Upon passing, an inherited IRA under the trust name will be established and assets will be moved from the deceased IRA to the inherited IRA tax-free once proper paperwork (including the death certificate and trust document) is provided to the custodian.

Who pays taxes on an IRA in a trust?

IRA distributions are considered taxable income and as such are taxed to the trust. The maximum tax rate for trusts is 39.6% and is reached with only $12,400 in taxable income. However, if the trust distributes any portion of its income, that income is taxed directly to the beneficiary of the trust.

Can a trust be a beneficiary of a Roth IRA?

Designate the trust as the beneficiary for your Roth IRA. The Roth administrator can give you the form you need to do this. Once you do this, the Roth will automatically be payable to the trust upon your death. When you pass your Roth IRA through a living trust, your beneficiaries will receive the Roth assets tax-free.

Do IRA owners need a trust?

An IRA owner may want to ensure that both a current spouse receives income from the assets and children from any previous marriages receive their share of the assets. This can be accomplished by designating a trust that meets certain requirements, such as a qualified terminable interest property (QTIP) trust.

How do I put my Roth IRA into a living trust?

There are two steps you’ll need to take to have your Roth pay into a living trust: Set up your living trust. This must be done using a trust document and in accordance with the laws of your state.
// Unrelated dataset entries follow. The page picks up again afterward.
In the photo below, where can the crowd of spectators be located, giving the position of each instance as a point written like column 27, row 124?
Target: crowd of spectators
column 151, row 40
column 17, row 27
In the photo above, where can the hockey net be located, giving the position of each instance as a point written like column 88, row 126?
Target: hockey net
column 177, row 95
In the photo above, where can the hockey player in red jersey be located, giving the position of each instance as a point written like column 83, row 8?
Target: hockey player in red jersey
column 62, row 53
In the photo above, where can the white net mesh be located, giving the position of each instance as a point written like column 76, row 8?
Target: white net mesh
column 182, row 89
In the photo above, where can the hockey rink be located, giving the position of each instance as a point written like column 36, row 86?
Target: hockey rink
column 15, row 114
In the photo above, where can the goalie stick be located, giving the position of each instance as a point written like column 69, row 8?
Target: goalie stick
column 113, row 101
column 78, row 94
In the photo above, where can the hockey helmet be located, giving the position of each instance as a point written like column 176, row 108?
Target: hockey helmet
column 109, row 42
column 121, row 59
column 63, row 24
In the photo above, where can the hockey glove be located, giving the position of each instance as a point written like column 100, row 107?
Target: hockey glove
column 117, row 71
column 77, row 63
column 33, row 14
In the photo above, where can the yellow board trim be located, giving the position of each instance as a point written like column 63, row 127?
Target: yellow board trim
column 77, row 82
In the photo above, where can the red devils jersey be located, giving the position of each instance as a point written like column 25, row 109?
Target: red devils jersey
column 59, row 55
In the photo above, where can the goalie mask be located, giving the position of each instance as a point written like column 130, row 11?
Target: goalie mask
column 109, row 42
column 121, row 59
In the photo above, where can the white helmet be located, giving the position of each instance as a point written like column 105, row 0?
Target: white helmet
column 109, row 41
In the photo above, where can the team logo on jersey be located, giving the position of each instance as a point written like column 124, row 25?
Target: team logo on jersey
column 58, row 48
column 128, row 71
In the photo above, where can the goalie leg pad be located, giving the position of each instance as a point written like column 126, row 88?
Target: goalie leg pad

Designate the trust as the beneficiary for your Roth IRA. The Roth administrator can give you the form you need to do this.

Should IRA assets be paid out to a trust?

Even if RMD rules require that assets be paid out of the IRA to a trust, that does not necessarily mean that the assets must be distributed from the trust to its beneficiaries at the same time. Instead, the terms of the trust instrument governing distributions to trust beneficiaries will apply.